Deep dives with examples and philosophy for every skill →

What's new and why it matters

/office-hours reframes your product before you write code. You say "daily briefing app." It listens to your actual pain, pushes back on the framing, tells you you're really building a personal chief of staff AI, challenges your premises, and generates three implementation approaches with effort estimates. The design doc it writes feeds directly into /plan-ceo-review and /plan-eng-review — so every downstream skill starts with real clarity instead of a vague feature request.

Design is at the heart. /design-consultation doesn't just pick fonts. It researches what's out there in your space, proposes safe choices AND creative risks, generates realistic mockups of your actual product, and writes DESIGN.md — and then /design-review and /plan-eng-review read what you chose. Design decisions flow through the whole system.

/qa was a massive unlock. It let me go from 6 to 12 parallel workers. Claude Code saying "I SEE THE ISSUE" and then actually fixing it, generating a regression test, and verifying the fix — that changed how I work. The agent has eyes now.

Smart review routing. Just like at a well-run startup: CEO doesn't have to look at infra bug fixes, design review isn't needed for backend changes. gstack tracks what reviews are run, figures out what's appropriate, and just does the smart thing. The Review Readiness Dashboard tells you where you stand before you ship.

Test everything. /ship bootstraps test frameworks from scratch if your project doesn't have one. Every /ship run produces a coverage audit. Every /qa bug fix generates a regression test. 100% test coverage is the goal — tests make vibe coding safe instead of yolo coding.

Ship to production in one command. /land-and-deploy picks up where /ship left off — merges your PR, waits for CI and deploy, then runs canary verification on your production URL. Auto-detects Fly.io, Render, Vercel, Netlify, Heroku, or GitHub Actions. If something breaks, it offers a revert. Pair with /canary for extended post-deploy monitoring and /benchmark to catch performance regressions before they ship.

/document-release is the engineer you never had. It reads every doc file in your project, cross-references the diff, and updates everything that drifted. README, ARCHITECTURE, CONTRIBUTING, CLAUDE.md, TODOS — all kept current automatically. And now /ship auto-invokes it — docs stay current without an extra command.

Browser handoff when the AI gets stuck. Hit a CAPTCHA, auth wall, or MFA prompt? $B handoff opens a visible Chrome at the exact same page with all your cookies and tabs intact. Solve the problem, tell Claude you're done, $B resume picks up right where it left off. The agent even suggests it automatically after 3 consecutive failures.

Multi-AI second opinion. /codex gets an independent review from OpenAI's Codex CLI — a completely different AI looking at the same diff. Three modes: code review with a pass/fail gate, adversarial challenge that actively tries to break your code, and open consultation with session continuity. When both /review (Claude) and /codex (OpenAI) have reviewed the same branch, you get a cross-model analysis showing which findings overlap and which are unique to each.

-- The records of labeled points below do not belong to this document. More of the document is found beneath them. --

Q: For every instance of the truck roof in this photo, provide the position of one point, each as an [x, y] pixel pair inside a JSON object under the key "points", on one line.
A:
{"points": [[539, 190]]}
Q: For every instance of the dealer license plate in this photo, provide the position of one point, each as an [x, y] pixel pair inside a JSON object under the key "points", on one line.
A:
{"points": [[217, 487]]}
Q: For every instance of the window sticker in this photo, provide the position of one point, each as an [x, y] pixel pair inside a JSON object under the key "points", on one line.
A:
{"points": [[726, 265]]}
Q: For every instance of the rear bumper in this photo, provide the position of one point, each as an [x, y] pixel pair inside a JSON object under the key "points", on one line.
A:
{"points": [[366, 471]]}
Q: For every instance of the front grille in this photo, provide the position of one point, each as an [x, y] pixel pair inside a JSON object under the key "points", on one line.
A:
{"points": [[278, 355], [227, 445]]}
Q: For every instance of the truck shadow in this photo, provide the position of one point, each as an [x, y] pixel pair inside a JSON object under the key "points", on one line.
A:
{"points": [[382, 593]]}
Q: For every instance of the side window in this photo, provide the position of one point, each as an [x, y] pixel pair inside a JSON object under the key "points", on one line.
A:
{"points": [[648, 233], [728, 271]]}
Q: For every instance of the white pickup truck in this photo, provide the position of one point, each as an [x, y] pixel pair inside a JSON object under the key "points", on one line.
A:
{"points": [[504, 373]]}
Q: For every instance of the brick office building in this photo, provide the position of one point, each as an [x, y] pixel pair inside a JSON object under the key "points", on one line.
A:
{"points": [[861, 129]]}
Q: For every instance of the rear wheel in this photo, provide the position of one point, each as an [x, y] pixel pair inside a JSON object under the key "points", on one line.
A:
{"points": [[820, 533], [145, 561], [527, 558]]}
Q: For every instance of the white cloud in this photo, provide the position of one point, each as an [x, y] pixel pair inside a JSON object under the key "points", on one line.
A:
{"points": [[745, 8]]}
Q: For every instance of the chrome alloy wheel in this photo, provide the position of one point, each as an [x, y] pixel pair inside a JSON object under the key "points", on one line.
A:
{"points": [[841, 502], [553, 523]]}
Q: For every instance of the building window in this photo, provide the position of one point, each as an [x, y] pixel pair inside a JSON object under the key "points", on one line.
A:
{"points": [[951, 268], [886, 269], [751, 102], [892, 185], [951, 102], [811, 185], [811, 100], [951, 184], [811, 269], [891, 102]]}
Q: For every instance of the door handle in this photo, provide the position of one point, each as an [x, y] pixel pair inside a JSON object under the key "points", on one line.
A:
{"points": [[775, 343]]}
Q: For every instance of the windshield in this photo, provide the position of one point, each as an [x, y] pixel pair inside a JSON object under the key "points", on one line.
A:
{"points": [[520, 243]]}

Safety guardrails on demand. Say "be careful" and /careful warns before any destructive command — rm -rf, DROP TABLE, force-push, git reset --hard. /freeze locks edits to one directory while debugging so Claude can't accidentally "fix" unrelated code. /guard activates both. /investigate auto-freezes to the module being investigated.

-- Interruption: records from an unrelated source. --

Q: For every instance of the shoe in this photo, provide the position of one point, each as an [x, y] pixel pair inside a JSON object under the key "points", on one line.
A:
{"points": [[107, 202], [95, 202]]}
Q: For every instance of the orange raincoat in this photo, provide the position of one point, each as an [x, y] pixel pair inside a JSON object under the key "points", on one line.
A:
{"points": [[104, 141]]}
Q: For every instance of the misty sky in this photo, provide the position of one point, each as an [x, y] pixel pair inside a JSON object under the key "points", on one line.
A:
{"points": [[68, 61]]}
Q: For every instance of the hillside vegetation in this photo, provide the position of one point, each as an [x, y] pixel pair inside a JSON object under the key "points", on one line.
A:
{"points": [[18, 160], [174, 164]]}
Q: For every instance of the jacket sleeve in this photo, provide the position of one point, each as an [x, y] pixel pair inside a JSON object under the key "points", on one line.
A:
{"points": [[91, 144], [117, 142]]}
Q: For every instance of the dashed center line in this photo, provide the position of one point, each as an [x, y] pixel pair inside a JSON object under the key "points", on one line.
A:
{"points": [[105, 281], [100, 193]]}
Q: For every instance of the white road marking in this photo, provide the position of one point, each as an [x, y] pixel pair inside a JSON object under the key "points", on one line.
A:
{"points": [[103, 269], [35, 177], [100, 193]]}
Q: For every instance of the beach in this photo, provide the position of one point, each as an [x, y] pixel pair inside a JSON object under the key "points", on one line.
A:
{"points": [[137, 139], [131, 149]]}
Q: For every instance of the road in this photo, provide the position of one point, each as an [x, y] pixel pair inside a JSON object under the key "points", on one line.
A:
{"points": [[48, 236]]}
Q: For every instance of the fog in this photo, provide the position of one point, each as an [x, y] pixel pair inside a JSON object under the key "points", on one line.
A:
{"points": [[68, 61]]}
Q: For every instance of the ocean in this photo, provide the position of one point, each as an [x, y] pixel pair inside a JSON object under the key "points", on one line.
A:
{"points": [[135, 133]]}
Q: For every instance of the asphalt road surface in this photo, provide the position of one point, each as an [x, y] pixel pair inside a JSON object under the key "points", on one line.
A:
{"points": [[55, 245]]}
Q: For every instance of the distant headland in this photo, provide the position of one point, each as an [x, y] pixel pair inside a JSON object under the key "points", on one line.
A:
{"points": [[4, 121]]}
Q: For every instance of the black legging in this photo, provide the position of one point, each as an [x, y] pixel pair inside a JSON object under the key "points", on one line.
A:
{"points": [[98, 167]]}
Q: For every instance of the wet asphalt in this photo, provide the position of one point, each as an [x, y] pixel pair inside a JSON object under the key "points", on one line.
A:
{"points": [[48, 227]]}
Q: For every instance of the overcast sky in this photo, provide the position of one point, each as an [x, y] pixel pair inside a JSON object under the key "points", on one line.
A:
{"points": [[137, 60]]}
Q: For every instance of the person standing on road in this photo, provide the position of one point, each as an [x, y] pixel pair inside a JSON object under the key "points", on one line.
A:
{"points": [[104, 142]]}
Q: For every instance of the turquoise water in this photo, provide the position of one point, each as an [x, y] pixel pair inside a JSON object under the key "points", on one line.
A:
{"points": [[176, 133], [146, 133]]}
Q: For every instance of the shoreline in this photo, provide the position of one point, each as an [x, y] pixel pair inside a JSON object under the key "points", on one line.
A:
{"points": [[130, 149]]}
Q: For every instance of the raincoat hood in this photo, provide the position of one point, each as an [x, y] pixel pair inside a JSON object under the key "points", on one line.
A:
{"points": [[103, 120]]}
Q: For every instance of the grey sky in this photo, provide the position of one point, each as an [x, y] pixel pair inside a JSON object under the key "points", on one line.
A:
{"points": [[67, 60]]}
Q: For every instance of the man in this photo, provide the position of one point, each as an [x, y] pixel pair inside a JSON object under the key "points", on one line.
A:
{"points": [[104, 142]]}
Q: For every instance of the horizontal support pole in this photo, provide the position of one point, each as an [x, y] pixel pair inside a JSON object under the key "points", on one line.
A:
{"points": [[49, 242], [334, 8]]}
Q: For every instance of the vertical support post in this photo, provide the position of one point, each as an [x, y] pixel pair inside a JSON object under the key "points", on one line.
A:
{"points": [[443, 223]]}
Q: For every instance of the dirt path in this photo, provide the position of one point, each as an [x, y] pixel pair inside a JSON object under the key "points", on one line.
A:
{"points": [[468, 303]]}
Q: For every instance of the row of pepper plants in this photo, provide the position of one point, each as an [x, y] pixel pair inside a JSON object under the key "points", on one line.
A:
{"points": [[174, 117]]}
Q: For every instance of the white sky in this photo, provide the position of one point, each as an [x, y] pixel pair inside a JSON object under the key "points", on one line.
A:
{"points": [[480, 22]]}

Proactive skill suggestions. gstack notices what stage you're in — brainstorming, reviewing, debugging, testing — and suggests the right skill. Don't like it? Say "stop suggesting" and it remembers across sessions.

10-15 parallel sprints

gstack is powerful with one sprint. It is transformative with ten running at once.

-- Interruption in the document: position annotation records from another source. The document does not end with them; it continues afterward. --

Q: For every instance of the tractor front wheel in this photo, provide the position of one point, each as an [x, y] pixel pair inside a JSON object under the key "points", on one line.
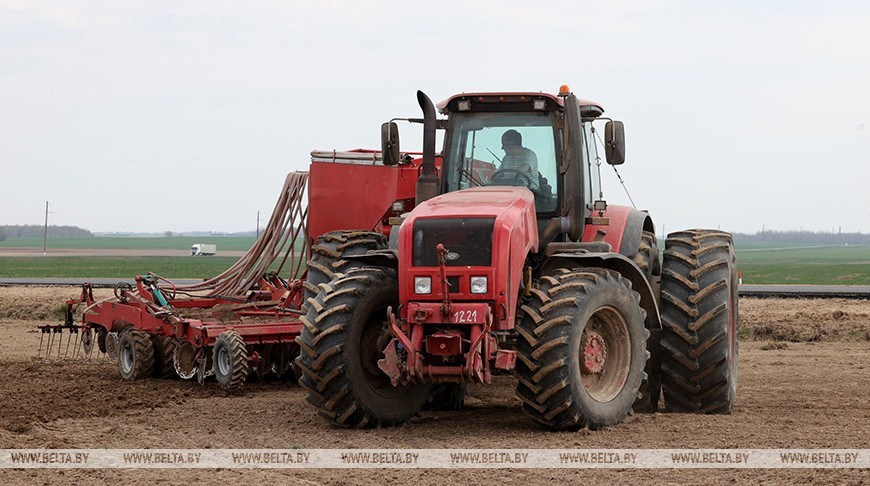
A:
{"points": [[328, 257], [135, 354], [581, 350], [344, 335], [699, 322]]}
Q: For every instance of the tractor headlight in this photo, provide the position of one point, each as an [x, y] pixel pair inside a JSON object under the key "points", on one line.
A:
{"points": [[479, 285], [423, 285]]}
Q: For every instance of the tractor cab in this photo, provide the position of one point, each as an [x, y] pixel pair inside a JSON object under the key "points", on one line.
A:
{"points": [[539, 141]]}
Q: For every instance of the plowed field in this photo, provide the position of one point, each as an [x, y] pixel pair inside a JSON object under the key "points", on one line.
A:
{"points": [[804, 383]]}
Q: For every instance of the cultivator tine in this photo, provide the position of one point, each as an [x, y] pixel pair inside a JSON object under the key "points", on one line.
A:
{"points": [[43, 332], [52, 347]]}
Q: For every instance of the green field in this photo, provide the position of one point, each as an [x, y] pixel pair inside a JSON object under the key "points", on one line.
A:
{"points": [[811, 265], [117, 267], [771, 264], [225, 243]]}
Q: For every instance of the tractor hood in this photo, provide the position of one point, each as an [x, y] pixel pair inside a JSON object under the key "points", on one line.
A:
{"points": [[488, 231], [493, 201]]}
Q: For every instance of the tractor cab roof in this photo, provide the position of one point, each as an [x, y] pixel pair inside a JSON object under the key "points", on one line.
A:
{"points": [[510, 101]]}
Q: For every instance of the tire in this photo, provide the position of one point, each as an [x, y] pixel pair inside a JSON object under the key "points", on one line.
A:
{"points": [[164, 351], [327, 257], [135, 354], [230, 359], [580, 306], [647, 258], [341, 345], [699, 310], [111, 341], [446, 397]]}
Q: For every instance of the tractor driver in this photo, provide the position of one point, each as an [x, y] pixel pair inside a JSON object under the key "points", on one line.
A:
{"points": [[519, 158]]}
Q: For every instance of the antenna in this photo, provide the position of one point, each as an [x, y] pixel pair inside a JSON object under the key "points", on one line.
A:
{"points": [[45, 231]]}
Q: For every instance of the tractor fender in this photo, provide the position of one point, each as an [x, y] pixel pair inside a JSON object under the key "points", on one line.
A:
{"points": [[377, 258], [620, 263], [624, 228]]}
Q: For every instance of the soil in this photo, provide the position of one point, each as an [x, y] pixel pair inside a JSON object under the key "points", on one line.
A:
{"points": [[804, 382]]}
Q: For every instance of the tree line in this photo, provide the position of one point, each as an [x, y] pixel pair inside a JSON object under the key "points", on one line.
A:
{"points": [[36, 231]]}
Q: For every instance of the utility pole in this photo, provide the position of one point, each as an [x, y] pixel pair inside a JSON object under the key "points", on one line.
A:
{"points": [[45, 232]]}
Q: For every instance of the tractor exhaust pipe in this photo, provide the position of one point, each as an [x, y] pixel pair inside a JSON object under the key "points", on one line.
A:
{"points": [[428, 182]]}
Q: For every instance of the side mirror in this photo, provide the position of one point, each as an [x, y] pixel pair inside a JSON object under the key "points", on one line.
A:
{"points": [[390, 143], [614, 142]]}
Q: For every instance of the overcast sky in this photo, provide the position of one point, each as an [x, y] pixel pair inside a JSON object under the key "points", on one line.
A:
{"points": [[168, 115]]}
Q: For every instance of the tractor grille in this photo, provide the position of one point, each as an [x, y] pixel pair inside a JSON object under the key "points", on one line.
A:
{"points": [[469, 241]]}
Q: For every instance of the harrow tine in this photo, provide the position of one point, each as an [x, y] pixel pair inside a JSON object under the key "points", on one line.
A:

Conductor runs multiple Claude Code sessions in parallel — each in its own isolated workspace. One session running /office-hours on a new idea, another doing /review on a PR, a third implementing a feature, a fourth running /qa on staging, and six more on other branches. All at the same time. I regularly run 10-15 parallel sprints — that's the practical max right now.

The sprint structure is what makes parallelism work. Without a process, ten agents is ten sources of chaos. With a process — think, plan, build, review, test, ship — each agent knows exactly what to do and when to stop. You manage them the way a CEO manages a team: check in on the decisions that matter, let the rest run.

Come ride the wave

This is free, MIT licensed, open source, available now. No premium tier. No waitlist. No strings.

I open sourced how I do development and I am actively upgrading my own software factory here. You can fork it and make it your own. That's the whole point. I want everyone on this journey.

Same tools, different outcome — because gstack gives you structured roles and review gates, not generic agent chaos. That governance is the difference between shipping fast and shipping reckless.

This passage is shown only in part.